Even if voters approve this measure, Emery said it will take some time and effort to get approval from the Legislature.
“We fully expect that will take time and that it’s not a certain victory,” Emery said. “It’s something that I would say got the ball rolling in order for the public to start considering what these taxes could mean for us and how they will be impacted.”
And the other vote of the night, on increasing short-term rental car taxes, was approved 4-0 at Wednesday’s meeting. Originally proposed as a 5 percent increase to the existing 9 percent state tax, the City Council amended the measure to be a 0.5 percent increase, citing bad math on the original proposal.
This measure came with more opposition, as management at the Burlington International Airport and South Burlington rental car facilities worried over how the increase could affect their customers.

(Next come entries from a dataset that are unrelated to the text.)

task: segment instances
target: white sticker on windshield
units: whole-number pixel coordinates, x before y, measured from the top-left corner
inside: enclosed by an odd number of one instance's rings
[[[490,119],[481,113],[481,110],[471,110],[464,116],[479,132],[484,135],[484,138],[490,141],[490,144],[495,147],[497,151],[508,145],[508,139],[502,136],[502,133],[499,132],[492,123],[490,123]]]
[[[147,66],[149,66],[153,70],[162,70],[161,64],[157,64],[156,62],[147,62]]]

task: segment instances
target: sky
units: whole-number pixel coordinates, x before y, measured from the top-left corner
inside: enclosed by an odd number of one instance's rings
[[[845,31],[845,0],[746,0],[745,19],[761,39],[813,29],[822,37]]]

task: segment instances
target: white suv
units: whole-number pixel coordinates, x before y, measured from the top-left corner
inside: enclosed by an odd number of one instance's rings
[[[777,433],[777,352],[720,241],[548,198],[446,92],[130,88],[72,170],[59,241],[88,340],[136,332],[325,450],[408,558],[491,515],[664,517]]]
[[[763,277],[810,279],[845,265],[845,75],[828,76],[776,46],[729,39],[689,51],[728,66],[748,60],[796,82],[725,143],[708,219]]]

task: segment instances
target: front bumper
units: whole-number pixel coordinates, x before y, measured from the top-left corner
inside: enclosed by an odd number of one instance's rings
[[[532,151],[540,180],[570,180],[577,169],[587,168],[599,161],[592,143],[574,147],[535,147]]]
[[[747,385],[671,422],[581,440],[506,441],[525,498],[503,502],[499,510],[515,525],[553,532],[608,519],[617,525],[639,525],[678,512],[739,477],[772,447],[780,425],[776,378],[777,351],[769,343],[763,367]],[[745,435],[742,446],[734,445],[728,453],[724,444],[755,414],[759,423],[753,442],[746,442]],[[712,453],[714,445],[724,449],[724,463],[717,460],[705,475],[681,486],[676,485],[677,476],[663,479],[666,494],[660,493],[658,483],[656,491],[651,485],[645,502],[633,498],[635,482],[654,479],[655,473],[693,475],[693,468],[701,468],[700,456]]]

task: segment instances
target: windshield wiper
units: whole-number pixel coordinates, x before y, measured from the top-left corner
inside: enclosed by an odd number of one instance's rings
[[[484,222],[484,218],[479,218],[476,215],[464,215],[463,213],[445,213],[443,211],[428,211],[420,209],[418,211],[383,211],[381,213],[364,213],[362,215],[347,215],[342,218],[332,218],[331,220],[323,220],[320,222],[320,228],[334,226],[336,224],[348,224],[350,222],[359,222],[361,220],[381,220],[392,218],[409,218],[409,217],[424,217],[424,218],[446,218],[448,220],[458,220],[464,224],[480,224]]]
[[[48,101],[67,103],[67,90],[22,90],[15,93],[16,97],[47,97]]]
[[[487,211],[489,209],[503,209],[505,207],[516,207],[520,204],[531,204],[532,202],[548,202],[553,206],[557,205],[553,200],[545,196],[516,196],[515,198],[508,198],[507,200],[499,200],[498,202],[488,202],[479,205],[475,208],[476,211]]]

“I don’t want to become unfriendly to the traveling public,” said airport Director of Operations Gene Richards. “People are cost-sensitive and I think we need to be aware that we’re lucky to have the people visiting our great state, and that we need to be conscious that every penny counts.”
The airport has $35 million in annual expenses that its customers pay out, according to Richards, who is concerned that travelers might not be able to afford coming to Burlington if costs continue to rise.
Emery, on the other hand, said she thinks that’s a small price to pay for better roads in South Burlington.
“If we think that on average, a rental car costs $30 a day, that would add up to 15 cents,” Emery said. That would allow for these users to give a few pennies per day for the city to maintain our roads. We have the most heavily traveled roads in the state in South Burlington, and every year, when we have our budget talks, the cost of paving is something we talk about. It’s important.”
The local option tax will come with a sunset clause, meaning if passed, it will only stay in effect for 10 years, unless specific action is taken to extend it. Emery said this clause was especially important to her in these “yes” votes.
“We know that it’s never easy to think that costs will go up, and that’s why the sunset clause for these very specific projects that will have a regional impact,” Emery said. “This grows from councilors’ sensitivity that taxes should be used sparingly, for specific purposes, and with the support of the public.”
An earlier version of this story referred incorrectly to the proposed duration of the tax proposals. While the local option tax would sunset after 10 years, the rental car tax would be an ongoing tax levy.